On the 100th anniversary of Gettysburg, in 1963, the mood was significantly different. The United States was wealthier, more powerful, and at the same time more conscious of the ways it had failed its black citizens. In his speech commemorating the battle, Vice President Lyndon Johnson acknowledged all of this and connected the civil-rights movement to Lincoln’s interpretation of the events of early July 1863:

“One hundred years ago, the slave was freed. One hundred years later, the Negro remains in bondage to the color of his skin. The Negro today asks justice.

“We do not answer him—we do not answer those who lie beneath this soil—when we reply to the Negro by asking, ‘Patience.’

“It is empty to plead that the solution to the dilemmas of the present rests on the hands of the clock.

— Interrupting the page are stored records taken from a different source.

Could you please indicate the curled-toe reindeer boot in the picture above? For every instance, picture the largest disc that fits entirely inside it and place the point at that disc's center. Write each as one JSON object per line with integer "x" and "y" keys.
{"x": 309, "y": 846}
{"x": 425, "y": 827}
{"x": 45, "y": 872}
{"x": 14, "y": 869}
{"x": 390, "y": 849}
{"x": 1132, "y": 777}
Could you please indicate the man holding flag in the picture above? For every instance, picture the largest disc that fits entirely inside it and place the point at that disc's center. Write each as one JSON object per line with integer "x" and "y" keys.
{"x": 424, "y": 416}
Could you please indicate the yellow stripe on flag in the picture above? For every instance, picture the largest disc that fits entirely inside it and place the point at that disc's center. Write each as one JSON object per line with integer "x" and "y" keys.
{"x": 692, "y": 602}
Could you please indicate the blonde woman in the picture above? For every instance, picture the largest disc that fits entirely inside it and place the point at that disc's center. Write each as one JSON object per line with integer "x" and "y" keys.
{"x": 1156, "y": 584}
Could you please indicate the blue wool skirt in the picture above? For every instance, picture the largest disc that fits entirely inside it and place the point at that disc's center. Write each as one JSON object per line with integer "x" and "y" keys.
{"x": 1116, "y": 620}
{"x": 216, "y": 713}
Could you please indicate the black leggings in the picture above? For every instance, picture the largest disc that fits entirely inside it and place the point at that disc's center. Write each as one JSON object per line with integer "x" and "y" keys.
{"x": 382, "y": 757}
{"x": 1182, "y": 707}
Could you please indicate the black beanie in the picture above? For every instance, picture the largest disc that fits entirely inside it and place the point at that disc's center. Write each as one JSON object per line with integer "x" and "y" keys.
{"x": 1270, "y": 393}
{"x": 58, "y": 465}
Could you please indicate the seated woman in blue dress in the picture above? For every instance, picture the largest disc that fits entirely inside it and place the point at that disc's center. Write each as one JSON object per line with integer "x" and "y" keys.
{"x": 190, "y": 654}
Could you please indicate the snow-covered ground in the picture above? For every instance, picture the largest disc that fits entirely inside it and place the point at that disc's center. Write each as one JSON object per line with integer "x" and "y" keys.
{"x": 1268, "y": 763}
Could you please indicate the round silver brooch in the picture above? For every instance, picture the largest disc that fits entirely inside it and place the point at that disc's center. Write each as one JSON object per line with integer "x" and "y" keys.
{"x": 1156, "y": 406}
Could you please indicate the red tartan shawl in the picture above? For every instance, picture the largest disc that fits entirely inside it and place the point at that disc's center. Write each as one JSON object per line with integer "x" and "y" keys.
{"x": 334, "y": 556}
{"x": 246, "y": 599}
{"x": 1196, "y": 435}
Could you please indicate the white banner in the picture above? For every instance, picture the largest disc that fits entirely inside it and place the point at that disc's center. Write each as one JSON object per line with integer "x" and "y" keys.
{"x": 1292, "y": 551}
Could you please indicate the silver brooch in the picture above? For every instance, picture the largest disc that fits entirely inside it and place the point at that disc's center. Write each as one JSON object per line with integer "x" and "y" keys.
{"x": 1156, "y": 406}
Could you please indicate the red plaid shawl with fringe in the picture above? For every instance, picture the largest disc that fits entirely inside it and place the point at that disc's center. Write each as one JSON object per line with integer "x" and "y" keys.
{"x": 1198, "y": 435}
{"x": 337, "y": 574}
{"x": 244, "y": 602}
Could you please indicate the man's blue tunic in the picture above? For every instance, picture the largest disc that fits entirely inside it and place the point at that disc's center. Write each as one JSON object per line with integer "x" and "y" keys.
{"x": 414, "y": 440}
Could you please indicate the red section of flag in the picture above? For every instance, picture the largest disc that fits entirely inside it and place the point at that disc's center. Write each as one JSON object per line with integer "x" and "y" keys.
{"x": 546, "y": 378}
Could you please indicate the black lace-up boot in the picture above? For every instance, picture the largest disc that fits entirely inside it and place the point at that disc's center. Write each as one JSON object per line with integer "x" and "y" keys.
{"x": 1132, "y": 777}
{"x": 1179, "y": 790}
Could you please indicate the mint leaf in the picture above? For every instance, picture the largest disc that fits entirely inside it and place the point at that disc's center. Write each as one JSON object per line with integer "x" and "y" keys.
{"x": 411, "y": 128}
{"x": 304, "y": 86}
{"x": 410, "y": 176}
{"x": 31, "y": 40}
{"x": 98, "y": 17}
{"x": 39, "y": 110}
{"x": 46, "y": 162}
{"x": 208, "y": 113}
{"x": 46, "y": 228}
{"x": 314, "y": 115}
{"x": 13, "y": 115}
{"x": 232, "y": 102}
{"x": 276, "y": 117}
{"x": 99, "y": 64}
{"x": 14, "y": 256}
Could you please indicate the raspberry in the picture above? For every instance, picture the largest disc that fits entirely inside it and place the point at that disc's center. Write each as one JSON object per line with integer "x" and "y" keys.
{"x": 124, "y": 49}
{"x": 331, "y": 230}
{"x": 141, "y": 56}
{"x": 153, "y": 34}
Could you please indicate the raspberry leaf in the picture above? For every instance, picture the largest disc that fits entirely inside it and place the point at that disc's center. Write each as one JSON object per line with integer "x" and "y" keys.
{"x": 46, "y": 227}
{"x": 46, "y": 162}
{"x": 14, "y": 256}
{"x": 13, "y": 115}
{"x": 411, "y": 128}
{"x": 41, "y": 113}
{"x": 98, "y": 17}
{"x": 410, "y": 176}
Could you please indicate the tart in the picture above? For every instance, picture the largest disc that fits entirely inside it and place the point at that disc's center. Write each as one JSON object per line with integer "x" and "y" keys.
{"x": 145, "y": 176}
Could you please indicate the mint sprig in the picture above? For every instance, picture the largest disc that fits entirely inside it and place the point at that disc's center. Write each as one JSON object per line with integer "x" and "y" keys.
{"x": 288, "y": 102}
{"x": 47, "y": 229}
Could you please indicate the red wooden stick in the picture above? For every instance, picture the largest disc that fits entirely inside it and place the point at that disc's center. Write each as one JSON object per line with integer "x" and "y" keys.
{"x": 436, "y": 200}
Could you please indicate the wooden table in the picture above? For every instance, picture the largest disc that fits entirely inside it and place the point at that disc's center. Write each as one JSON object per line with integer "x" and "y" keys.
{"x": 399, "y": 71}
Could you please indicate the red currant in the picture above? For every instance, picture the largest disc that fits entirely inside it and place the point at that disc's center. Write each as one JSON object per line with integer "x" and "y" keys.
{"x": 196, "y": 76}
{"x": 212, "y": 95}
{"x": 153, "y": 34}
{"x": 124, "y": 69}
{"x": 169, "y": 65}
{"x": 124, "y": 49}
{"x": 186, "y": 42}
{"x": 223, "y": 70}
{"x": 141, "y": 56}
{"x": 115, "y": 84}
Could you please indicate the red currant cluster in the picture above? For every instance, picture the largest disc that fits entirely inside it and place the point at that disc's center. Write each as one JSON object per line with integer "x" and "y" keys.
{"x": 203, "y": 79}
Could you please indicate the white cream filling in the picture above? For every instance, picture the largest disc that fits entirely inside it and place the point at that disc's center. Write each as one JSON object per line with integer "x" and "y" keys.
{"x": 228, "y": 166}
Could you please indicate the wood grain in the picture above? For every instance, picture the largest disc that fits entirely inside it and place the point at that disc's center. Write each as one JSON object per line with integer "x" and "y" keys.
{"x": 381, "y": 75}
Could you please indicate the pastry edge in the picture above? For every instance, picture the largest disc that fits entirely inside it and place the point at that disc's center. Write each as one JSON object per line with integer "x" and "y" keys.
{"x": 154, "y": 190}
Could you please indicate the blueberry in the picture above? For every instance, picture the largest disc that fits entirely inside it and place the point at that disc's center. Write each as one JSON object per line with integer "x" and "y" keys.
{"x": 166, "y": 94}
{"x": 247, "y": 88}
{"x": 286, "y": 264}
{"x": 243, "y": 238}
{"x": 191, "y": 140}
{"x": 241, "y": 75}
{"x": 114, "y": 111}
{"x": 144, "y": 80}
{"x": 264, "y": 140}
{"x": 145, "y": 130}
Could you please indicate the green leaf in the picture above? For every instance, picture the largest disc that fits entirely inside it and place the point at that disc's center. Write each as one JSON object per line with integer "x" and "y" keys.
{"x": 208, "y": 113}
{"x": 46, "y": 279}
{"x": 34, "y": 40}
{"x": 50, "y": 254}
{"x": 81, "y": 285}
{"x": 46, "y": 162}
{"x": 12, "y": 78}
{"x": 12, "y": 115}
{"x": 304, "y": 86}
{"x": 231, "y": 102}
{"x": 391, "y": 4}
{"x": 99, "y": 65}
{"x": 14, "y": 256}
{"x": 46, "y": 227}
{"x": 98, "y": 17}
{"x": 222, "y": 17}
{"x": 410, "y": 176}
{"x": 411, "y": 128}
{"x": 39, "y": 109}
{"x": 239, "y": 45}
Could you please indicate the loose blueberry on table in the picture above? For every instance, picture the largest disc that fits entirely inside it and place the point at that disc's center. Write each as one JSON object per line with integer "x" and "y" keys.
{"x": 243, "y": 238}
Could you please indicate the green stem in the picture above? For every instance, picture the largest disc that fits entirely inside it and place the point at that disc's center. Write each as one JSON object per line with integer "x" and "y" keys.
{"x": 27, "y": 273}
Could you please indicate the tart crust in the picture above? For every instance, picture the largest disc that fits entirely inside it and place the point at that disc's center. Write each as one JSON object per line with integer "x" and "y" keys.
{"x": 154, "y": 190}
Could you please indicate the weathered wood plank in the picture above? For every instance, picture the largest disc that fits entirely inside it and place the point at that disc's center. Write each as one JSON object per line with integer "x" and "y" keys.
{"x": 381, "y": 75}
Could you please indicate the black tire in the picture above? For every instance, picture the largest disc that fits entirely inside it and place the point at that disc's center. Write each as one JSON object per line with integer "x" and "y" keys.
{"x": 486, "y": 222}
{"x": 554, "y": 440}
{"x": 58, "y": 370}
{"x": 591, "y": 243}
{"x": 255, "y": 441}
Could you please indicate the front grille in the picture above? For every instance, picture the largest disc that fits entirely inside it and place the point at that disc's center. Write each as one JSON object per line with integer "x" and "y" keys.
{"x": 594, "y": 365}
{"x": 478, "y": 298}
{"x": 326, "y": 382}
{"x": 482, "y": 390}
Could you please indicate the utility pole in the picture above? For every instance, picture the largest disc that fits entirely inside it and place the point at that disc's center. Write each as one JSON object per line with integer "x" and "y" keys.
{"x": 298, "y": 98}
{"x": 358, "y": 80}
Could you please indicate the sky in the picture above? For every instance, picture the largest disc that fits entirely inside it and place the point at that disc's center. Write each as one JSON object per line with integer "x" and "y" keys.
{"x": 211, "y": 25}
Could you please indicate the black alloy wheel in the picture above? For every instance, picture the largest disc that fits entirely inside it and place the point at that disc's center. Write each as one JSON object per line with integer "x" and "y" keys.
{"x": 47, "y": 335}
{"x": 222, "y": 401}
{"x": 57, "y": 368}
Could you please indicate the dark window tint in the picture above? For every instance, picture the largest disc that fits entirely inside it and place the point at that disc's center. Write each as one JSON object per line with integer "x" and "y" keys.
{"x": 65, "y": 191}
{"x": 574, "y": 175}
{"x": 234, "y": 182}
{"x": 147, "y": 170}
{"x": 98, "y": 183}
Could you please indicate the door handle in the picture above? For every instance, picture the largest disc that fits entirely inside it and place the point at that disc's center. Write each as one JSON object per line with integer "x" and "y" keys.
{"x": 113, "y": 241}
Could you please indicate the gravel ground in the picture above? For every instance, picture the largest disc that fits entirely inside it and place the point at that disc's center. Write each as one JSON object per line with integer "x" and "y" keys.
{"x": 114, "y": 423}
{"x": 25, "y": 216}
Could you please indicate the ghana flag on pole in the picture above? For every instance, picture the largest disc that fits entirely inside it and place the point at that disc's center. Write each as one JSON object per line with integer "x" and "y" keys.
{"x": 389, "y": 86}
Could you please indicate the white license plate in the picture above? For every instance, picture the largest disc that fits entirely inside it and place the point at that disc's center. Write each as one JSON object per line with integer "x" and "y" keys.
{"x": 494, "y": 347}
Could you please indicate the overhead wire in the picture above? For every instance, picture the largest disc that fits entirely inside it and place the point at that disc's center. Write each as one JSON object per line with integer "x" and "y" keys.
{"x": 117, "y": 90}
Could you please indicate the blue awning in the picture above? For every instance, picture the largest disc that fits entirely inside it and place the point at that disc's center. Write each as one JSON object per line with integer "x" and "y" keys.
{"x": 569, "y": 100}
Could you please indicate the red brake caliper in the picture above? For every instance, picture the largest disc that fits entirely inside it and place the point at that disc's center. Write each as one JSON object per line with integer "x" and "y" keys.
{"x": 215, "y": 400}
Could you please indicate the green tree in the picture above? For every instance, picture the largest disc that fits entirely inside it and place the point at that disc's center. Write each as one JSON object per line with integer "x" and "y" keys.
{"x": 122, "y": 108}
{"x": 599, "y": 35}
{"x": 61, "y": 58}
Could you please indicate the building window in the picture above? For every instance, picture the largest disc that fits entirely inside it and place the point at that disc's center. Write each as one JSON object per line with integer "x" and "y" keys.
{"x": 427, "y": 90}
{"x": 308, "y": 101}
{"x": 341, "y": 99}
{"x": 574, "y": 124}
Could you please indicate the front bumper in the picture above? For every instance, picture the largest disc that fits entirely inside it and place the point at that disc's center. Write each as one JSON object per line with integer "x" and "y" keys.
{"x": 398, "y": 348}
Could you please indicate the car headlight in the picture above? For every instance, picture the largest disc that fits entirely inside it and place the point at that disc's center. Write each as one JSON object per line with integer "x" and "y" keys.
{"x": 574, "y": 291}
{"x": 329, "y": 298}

The solution is in our hands. Unless we are willing to yield up our destiny of greatness among the civilizations of history, Americans—white and Negro together—must be about the business of resolving the challenge which confronts us now.

“Our nation found its soul in honor on these fields of Gettysburg 100 years ago. We must not lose that soul in dishonor now on the fields of hate.”

In the 50 years since, the United States has made tremendous progress in honoring the sacrifice at Gettysburg and moving toward a more just society. But even with an African-American president, racial equality is still a ways away, as any set of statistics on income, wealth, and education for whites, blacks, and other groups shows. If President Obama or Vice President Biden decides to commemorate the 150th anniversary with a speech, he can take Wilson’s route—and focus on the progress we’ve made—or borrow from LBJ and emphasize how far we have left.